AI enters a barrier-free era: what does the application of sign language recognition translation mean? 04/15 Update SLTechnology News&Howtos

AI enters a barrier-free era: what does the application of sign language recognition translation mean?

2025-04-15 Update From: SLTechnology News&Howtos shulou NAV: SLTechnology News&Howtos > Internet Technology >

Shulou(Shulou.com)06/02 Report--

I believe that in people's impression, AI is a "majority" category of technology.

The so-called majority, first, means that the amount of relevant data is large and easy to accumulate, which is suitable for the characteristics that AI is extremely dependent on massive data; second, it means that the application scenario is extensive, it is easy to cash in and recover the cost, and it is suitable for the high threshold investment of AI research and development.

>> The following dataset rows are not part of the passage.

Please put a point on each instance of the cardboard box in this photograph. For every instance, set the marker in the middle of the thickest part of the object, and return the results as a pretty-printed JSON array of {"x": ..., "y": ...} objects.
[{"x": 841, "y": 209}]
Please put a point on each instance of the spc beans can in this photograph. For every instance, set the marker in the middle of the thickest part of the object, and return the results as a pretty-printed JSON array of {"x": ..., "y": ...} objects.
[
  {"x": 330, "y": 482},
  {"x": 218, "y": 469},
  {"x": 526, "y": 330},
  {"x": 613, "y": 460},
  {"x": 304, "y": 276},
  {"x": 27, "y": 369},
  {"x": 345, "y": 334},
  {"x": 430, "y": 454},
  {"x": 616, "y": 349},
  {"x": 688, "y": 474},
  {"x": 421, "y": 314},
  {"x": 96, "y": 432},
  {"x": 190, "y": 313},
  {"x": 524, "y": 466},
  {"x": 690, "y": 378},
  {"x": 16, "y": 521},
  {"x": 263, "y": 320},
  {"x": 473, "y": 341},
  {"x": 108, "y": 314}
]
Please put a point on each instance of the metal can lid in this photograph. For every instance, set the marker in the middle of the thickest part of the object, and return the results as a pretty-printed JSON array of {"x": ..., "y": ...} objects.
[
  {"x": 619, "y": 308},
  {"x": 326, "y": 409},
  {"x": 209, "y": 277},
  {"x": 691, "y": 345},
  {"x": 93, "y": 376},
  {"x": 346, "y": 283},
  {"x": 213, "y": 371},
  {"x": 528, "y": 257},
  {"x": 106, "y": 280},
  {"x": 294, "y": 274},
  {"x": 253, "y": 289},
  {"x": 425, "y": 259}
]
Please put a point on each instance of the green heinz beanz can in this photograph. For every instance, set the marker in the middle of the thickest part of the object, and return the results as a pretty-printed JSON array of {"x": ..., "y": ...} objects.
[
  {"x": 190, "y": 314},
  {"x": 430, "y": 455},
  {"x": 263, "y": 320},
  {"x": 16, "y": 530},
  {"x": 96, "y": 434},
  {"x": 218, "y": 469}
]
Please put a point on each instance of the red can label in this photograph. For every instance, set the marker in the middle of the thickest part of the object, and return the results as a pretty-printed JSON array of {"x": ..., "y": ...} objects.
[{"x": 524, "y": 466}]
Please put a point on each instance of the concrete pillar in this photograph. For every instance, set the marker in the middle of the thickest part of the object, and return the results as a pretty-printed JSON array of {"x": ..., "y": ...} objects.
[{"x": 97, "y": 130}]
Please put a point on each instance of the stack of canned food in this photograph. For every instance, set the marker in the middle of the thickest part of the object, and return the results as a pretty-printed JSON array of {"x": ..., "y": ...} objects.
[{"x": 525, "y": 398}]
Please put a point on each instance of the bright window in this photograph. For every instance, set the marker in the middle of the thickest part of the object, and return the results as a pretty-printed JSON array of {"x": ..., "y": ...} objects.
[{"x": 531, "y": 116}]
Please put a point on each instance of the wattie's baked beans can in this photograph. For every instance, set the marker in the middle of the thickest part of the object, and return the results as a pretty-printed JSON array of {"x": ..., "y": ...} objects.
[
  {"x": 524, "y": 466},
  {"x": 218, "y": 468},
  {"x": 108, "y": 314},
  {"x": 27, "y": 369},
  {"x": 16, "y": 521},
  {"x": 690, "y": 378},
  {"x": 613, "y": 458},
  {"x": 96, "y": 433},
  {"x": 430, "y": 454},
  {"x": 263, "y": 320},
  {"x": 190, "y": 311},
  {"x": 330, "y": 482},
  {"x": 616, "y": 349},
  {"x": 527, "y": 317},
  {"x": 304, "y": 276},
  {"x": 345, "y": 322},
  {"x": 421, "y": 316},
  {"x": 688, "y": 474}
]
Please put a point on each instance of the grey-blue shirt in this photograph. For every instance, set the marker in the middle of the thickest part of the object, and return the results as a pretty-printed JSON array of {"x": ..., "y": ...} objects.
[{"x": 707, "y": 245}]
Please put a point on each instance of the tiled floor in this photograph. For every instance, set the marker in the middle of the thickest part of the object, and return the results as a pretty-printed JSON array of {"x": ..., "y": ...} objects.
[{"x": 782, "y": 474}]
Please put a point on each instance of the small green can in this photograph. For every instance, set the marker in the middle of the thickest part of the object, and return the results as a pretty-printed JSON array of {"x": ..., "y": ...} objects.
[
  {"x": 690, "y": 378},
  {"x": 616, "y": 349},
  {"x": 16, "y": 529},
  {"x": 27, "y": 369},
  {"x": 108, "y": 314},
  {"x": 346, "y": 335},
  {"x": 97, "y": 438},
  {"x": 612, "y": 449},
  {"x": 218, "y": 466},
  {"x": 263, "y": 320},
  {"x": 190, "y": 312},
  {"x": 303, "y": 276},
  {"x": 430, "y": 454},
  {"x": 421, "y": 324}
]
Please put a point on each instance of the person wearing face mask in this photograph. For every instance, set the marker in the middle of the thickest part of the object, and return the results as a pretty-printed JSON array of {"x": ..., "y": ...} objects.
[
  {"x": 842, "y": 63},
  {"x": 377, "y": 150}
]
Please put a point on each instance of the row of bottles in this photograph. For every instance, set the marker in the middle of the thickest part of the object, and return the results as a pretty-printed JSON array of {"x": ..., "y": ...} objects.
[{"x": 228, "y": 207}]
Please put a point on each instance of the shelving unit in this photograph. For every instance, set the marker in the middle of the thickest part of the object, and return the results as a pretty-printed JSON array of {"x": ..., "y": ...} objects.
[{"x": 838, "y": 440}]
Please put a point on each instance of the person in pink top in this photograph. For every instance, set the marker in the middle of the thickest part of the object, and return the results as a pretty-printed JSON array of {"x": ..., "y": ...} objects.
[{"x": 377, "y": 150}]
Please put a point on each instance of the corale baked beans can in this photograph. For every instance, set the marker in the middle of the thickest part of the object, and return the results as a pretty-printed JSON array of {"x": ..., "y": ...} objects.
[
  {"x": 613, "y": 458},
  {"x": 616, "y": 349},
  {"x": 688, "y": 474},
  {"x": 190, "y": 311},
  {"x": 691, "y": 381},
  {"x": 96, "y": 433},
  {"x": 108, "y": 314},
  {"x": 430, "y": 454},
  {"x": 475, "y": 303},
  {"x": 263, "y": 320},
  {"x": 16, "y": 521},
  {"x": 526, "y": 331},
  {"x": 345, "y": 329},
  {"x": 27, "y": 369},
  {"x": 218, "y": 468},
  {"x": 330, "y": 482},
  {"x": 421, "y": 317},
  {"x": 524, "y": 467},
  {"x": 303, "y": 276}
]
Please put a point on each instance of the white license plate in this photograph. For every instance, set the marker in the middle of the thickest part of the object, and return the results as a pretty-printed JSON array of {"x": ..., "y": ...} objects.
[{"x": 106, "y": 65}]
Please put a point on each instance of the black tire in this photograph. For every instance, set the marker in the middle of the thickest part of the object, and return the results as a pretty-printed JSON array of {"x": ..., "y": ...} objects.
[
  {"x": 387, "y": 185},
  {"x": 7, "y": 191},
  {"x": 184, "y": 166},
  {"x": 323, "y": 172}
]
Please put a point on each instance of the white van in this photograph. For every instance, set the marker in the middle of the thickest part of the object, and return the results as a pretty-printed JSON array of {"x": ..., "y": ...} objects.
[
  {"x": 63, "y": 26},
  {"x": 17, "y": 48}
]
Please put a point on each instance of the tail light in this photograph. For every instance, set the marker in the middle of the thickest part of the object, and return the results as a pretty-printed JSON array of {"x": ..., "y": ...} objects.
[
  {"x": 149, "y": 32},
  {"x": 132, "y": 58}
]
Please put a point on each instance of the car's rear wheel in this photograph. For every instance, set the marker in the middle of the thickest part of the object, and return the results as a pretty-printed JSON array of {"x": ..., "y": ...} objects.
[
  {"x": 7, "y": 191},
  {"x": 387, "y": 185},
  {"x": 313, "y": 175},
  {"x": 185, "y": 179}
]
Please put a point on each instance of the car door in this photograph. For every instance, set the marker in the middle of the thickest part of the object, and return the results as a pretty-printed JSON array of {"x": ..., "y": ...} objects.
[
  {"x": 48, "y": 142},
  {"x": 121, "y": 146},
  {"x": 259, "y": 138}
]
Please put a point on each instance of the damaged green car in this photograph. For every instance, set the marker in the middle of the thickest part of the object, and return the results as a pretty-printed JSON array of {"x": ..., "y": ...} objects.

At present, face recognition, voice interaction and so on, which often appear around us, are in line with the above characteristics. But this does not mean that AI, which belongs to the "minority", is a blank.

On the special day of Global accessibility Day, we might as well focus on technological developments that can eliminate the distinction between the minority and the majority, such as sign language recognition for people with hearing impairment.

Sign language that you and I don't understand, why is AI so difficult to read?

Sign language is a unique way of communication for people with hearing impairment, which uses gestures to measure movements and simulates images or syllables to form certain meanings or words according to the changes of gestures. However, although this kind of communication enables people with hearing impairment to communicate with each other, or ordinary people who understand sign language to communicate with them, it still can not meet the communication needs between the hearing impaired and the general public.

This means that people with hearing impairment may encounter some inconvenience in some social and public spaces, such as government or service scenes.

AI, on the other hand, happens to be a solution.

In some software, we have begun to apply AI's gesture recognition capabilities, such as "heart comparison" when taking photos to trigger some AR effects. By matching this capture of gestures with gesture semantics, can not we achieve the translation and generation of sign language?

This logic is correct, but there is still a long way to go from correct logic to feasible application.

First of all, the expression of sign language has some particularity, so it is not easy to capture it.

We know that there is no absolute accuracy in the behavior of "gesture comparison". In addition, the expressions of some sign language words are very close, and sign language expressions are usually expressed in sentences, and there is no obvious gap between words. In the past, the use of front-facing camera in gesture recognition is basically not feasible.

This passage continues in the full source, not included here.